Limitations and future outlook
Voxels, being a coarser version of the original 3D objects, reduce geometrical information. Increasing architectural detail will definitely be a goal in future research. We want to explore meshes 28 and point-clouds 29 as well as voxel based volumes, 30 to replace the binary voxel representation used in this paper. Although VAEs and CVAEs have been shown to have good generative quality, outputs lack quality, as a blurring effect occurs due to the generative learning trilemma. 20 Xiao et al. 20 propose a Denoising Diffusion GAN to overcome those issues. Zeng et al. 31 argue for the use of Denoising Diffusion Models (DDMs) for 3D object generation, proposing LION (Latent Point Diffusion Model). In the future, we also plan to explore these options.
Conclusion
In this paper, we present an early prototype of a generative design tool that uses deep learning methodology—Conditional Variational Autoencoders (CVAE)—to create and explore novel design spaces.
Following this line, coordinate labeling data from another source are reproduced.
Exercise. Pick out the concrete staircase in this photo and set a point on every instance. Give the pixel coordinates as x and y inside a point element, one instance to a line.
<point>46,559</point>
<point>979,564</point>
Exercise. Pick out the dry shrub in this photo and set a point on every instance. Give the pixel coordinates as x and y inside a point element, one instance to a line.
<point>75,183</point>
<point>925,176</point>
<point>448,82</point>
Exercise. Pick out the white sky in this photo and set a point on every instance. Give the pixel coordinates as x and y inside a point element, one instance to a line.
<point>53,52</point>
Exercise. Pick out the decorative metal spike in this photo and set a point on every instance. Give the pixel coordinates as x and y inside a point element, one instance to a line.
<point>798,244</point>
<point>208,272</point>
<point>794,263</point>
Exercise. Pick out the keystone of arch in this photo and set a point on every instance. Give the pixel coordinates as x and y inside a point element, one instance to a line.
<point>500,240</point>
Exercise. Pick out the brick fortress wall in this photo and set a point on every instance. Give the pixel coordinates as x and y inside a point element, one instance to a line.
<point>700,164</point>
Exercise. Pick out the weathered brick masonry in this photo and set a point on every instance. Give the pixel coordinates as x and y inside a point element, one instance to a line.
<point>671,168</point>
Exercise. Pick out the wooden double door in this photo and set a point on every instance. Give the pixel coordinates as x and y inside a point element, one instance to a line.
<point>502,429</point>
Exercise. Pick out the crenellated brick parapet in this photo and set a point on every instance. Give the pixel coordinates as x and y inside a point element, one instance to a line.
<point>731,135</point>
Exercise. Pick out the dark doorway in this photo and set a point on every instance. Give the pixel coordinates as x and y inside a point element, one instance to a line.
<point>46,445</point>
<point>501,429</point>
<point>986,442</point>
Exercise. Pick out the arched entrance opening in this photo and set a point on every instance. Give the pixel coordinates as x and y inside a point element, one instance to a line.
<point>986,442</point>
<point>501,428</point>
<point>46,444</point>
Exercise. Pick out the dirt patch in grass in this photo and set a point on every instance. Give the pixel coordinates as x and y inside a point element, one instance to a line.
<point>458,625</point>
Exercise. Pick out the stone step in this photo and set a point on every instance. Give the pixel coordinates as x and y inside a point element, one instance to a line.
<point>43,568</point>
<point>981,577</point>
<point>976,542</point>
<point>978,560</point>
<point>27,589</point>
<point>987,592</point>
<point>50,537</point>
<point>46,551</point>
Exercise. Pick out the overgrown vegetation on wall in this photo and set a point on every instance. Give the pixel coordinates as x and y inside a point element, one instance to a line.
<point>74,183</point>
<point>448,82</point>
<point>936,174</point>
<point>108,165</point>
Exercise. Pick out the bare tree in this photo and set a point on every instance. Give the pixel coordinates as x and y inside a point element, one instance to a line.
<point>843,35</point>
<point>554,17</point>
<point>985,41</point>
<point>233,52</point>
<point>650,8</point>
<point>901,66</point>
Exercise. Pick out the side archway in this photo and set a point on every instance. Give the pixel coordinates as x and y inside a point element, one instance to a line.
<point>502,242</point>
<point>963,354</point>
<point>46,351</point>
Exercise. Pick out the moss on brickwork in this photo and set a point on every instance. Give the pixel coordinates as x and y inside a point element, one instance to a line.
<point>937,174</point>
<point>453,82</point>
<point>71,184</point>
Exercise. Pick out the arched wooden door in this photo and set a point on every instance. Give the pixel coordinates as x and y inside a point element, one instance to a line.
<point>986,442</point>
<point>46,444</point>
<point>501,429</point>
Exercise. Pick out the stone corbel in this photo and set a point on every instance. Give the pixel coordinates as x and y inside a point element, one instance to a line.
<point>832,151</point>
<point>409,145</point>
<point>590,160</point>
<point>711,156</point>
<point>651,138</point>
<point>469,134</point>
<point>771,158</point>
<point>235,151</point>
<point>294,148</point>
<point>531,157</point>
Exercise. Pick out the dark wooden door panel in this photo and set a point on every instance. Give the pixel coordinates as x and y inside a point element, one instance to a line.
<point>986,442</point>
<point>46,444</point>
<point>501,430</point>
To overcome the problem of a lack of training data for 3D objects based in architectural design, we created our own data using an automated parametric design workflow. We explain how our approach is conceptually related to parametric design and we demonstrate how, based on a collection of very simple parametric models, it opens up the possibility to create large and varied design spaces that transcend the limitations of the individual parametric models used for training. We show that even in its current early prototype stage, the system supports design explorations such as object morphing, object addition and rudimentary 3D style transfer through the use of semantic labels. With regard to style and style transfer Del Campo et al. 32 note that “features learned by a neural network… can allow us as designers to rethink the low level visual components that comprise a given ‘style’ and how neural representations of style can be used as a method of architectural interrogation” [32, p 183].
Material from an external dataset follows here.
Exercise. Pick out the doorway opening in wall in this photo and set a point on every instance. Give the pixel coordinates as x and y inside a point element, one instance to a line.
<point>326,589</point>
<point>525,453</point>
The current state of the project produces geometry that is too coarse or undefined to be used in practice. It is a proof of concept that shows how deep learning can create design spaces that transcend the limitations of the individual parametric models used in training.
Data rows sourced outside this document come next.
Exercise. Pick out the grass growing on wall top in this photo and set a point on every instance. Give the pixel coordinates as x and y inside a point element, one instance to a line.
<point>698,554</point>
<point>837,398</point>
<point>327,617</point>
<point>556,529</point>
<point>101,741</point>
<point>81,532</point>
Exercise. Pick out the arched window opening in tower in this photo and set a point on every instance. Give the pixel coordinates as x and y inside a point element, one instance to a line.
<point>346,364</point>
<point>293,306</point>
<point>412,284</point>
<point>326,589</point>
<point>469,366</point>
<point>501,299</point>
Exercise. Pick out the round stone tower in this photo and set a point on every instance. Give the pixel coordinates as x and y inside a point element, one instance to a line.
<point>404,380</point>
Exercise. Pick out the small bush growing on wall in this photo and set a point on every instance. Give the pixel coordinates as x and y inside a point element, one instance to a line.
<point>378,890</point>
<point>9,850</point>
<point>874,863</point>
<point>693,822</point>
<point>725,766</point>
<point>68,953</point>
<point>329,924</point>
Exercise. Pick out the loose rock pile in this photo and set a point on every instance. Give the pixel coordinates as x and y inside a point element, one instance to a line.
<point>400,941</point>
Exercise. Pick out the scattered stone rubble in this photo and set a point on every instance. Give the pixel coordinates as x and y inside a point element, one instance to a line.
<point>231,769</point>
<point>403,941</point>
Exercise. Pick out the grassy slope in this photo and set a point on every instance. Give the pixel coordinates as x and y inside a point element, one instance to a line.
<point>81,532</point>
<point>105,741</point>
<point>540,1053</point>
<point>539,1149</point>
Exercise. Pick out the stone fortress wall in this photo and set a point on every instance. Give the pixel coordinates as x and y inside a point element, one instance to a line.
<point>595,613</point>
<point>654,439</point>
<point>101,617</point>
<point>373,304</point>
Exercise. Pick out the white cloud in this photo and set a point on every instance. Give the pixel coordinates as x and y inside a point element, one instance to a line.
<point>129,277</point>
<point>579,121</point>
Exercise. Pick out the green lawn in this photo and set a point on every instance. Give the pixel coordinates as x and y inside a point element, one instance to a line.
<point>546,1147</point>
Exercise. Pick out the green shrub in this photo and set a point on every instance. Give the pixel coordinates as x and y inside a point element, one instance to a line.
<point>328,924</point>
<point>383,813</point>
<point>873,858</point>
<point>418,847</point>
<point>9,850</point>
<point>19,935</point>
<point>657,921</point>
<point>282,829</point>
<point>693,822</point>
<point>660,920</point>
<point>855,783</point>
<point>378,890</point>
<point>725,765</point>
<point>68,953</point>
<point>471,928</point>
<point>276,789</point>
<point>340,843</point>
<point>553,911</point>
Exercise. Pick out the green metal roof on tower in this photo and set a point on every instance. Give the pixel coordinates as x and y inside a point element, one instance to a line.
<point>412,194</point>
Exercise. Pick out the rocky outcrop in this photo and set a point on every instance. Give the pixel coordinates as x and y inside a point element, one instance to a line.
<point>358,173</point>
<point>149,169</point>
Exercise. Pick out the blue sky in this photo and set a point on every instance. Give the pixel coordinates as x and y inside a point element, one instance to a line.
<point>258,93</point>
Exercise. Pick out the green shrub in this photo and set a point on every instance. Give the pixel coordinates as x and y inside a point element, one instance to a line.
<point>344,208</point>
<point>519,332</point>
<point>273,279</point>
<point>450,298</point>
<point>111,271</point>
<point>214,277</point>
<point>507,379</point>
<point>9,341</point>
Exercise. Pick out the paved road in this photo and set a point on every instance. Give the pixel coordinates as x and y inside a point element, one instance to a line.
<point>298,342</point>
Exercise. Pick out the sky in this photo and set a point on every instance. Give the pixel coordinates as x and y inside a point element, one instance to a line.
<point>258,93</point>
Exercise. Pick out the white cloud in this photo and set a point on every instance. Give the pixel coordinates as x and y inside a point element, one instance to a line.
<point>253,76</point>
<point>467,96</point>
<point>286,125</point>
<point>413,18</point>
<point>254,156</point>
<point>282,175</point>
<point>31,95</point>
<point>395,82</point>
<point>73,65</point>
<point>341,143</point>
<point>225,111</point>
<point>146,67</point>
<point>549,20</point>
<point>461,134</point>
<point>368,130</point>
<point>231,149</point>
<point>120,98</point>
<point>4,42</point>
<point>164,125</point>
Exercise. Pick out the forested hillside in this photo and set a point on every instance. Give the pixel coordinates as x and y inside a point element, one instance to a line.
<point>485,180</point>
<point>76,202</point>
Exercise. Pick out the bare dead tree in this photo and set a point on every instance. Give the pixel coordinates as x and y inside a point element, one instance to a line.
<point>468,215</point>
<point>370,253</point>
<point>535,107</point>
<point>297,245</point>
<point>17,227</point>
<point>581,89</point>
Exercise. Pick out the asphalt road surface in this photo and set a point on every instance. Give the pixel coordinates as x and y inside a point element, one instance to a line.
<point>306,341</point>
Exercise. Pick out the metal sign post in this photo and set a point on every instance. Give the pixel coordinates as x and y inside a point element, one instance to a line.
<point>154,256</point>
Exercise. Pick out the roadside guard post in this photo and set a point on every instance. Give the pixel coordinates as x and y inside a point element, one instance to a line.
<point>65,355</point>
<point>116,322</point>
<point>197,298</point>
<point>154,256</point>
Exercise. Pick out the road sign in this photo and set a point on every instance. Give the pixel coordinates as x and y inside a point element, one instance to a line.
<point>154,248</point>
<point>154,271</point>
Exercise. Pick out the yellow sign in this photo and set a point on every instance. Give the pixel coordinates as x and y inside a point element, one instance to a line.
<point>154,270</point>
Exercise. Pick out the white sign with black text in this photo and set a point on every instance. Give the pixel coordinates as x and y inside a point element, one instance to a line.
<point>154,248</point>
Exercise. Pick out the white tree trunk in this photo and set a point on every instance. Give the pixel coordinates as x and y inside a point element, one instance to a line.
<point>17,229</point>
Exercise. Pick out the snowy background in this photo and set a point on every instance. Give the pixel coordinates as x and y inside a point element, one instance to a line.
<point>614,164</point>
There are still many obstacles that need to be overcome until generative 3D design tools will achieve similarly stunning results as the current generation of image synthesis software. Yet, given the current pace of progress, it is probably just a matter of time until deep learning tools for 3D design become part of the daily workflow of architects. In the meantime, we believe that research such as ours can help to reflect on and explore these future possibilities.
Footnotes
Declaration of conflicting interests
The author(s) declared no potential conflicts of interest with respect to the research, authorship, and/or publication of this article.
Funding
The author(s) received no financial support for the research, authorship, and/or publication of this article.